Downtown Cairo witnessed a spate of sexual harassment for the third straight day Tuesday, as activists and government officials have called for harsher penalties and increased enforcement.
Reports of sexual harassment streamed in from the Nile Corniche area, major streets downtown, movie theaters and public gardens. Police arrested 32 people and referred them to the prosecution, according to a source from the Cairo Security Department.
Several anti-harassment campaigns collecting reports said that the highest numbers of cases were reported near Maspero, Talaat Harb Street. 26 July Street, the Sadat, Ataba and Shuhada metro stations and the neighborhoods of Mohandiseen, Moqattam, Heliopolis and Nasr City. The campaigns called on people to report harassment by dialing 6069.
Judges have called for imposing harsher penalties for harassment by adding a new article to the law saying that harassers would be sentenced to a maximum prison sentence of 15 years.

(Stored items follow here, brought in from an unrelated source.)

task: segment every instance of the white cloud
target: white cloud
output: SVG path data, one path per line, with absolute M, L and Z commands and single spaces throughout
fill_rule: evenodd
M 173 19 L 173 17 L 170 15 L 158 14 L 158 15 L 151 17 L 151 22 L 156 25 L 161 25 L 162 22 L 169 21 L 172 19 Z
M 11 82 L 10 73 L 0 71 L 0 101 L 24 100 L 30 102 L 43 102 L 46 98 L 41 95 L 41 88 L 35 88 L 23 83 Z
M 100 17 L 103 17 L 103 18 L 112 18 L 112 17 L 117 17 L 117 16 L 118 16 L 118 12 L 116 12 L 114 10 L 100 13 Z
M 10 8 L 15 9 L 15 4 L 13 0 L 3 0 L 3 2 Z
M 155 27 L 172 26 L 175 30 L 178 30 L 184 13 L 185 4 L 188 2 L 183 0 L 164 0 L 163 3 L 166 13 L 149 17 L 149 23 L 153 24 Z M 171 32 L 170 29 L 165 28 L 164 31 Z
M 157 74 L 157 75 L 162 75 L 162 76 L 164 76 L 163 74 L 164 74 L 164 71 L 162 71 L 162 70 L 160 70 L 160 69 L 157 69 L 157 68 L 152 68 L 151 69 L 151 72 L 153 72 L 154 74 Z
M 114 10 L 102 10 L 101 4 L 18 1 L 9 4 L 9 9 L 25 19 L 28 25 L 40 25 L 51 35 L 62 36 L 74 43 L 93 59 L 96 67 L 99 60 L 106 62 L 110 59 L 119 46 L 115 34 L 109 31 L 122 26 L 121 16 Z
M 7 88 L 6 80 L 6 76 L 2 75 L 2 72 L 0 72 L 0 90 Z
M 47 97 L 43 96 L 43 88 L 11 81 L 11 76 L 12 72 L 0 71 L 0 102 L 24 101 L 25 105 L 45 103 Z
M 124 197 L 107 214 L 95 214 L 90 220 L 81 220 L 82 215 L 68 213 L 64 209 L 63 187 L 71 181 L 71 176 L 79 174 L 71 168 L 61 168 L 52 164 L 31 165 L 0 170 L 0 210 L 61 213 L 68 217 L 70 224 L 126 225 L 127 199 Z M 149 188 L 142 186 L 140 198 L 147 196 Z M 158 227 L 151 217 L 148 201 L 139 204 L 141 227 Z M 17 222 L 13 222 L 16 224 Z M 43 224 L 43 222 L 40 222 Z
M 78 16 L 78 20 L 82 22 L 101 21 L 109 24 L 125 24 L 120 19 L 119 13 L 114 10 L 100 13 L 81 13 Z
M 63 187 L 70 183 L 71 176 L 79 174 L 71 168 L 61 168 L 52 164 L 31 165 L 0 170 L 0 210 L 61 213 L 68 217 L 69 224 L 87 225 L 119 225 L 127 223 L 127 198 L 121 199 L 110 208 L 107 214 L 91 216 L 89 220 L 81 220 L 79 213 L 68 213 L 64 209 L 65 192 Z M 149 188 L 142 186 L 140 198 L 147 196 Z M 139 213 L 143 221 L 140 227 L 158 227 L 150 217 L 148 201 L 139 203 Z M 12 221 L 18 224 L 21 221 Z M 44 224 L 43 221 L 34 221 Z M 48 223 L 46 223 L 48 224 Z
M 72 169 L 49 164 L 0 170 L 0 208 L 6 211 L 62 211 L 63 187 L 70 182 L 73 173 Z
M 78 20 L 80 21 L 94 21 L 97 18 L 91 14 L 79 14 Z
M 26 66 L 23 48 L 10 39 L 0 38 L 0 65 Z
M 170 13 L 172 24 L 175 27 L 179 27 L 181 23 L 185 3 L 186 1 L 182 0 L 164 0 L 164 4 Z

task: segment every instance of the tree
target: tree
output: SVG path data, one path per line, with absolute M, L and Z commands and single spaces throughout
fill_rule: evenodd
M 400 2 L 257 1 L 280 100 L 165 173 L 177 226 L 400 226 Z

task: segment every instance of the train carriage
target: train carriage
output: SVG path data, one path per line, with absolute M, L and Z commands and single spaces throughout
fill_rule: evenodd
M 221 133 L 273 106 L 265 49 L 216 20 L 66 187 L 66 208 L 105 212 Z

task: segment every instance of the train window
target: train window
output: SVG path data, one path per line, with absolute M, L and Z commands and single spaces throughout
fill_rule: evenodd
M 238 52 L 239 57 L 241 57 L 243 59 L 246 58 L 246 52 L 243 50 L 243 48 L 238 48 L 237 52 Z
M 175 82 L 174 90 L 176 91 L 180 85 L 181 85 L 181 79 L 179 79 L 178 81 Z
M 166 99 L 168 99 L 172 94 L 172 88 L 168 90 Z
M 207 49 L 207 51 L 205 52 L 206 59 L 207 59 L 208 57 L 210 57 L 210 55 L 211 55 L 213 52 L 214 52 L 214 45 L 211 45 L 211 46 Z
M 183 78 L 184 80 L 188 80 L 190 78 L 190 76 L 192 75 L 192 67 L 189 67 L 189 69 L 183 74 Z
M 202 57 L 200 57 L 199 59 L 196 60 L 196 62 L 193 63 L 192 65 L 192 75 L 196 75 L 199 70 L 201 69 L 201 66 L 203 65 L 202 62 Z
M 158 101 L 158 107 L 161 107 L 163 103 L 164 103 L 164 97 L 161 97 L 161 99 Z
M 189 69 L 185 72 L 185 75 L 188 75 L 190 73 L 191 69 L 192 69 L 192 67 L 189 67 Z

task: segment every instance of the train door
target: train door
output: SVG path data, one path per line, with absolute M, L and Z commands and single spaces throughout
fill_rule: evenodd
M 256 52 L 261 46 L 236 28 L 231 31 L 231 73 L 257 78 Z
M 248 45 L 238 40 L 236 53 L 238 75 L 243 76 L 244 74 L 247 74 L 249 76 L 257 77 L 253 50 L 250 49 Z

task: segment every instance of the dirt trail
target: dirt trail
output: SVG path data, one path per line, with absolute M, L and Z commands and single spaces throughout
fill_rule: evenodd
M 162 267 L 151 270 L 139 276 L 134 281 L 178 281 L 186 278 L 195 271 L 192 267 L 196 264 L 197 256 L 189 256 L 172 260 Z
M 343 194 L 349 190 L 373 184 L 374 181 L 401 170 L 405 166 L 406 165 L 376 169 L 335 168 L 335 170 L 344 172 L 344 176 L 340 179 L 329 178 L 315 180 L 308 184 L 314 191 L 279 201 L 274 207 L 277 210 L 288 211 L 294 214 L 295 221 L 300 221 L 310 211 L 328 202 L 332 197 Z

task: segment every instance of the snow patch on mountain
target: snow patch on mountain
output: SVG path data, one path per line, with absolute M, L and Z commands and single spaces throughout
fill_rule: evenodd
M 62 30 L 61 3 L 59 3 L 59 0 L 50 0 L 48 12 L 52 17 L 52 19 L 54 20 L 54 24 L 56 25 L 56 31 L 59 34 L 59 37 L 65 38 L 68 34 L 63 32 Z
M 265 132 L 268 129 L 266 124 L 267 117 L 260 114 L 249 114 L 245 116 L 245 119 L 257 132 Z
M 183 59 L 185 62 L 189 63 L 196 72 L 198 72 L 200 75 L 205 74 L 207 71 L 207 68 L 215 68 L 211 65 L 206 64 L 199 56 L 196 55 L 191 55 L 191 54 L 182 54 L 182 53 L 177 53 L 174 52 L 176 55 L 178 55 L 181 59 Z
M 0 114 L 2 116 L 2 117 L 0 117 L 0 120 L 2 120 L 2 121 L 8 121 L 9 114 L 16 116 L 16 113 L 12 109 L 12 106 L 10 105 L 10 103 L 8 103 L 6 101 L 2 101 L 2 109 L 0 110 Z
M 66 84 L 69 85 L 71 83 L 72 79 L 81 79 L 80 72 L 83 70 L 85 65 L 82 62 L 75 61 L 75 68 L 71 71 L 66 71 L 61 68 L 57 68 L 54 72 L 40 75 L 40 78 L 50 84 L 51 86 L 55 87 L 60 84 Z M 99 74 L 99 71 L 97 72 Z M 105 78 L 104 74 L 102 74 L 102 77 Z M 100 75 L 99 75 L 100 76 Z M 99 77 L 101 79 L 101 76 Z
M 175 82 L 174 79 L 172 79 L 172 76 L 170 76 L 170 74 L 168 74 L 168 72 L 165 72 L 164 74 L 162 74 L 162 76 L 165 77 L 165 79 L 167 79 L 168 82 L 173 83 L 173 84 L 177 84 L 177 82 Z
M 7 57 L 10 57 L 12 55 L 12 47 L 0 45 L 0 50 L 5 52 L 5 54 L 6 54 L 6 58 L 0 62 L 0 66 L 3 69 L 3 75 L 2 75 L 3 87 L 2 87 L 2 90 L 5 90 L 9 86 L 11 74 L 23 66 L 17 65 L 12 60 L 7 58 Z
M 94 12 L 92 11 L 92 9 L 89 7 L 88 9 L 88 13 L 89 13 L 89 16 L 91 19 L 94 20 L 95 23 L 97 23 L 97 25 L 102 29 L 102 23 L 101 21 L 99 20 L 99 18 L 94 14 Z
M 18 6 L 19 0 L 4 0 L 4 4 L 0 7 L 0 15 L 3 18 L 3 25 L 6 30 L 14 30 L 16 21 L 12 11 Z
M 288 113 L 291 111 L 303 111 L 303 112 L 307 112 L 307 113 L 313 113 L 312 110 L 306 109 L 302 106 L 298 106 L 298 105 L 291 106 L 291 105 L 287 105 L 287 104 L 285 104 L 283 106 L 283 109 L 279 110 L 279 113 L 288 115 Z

Meanwhile, youth from the Constitution Party formed a human chain stretching from Shubra to Talaat Harb Street Monday to protest against harassment. Participants raised banners saying, “No to harassment, all of Egypt’s girls are your sisters” and “Protect her instead of harassing her.” The party’s popular work committee coordinator Walid Gibril said that the goal of the chain was to send the message that harassment is a major crime.
A detailed study about sexual harassment published by the local group Egyptian Center for Women's Rights in 2008 said that nearly two-thirds of Egyptian men admitted to having sexually harassed women.
"Sexual harassment has become an overwhelming and very real problem experienced by all women in Egyptian society, often on a daily basis," said the center, adding that only 2.4 percent of Egyptian women reported it to the police. Most said they did not believe anyone would help.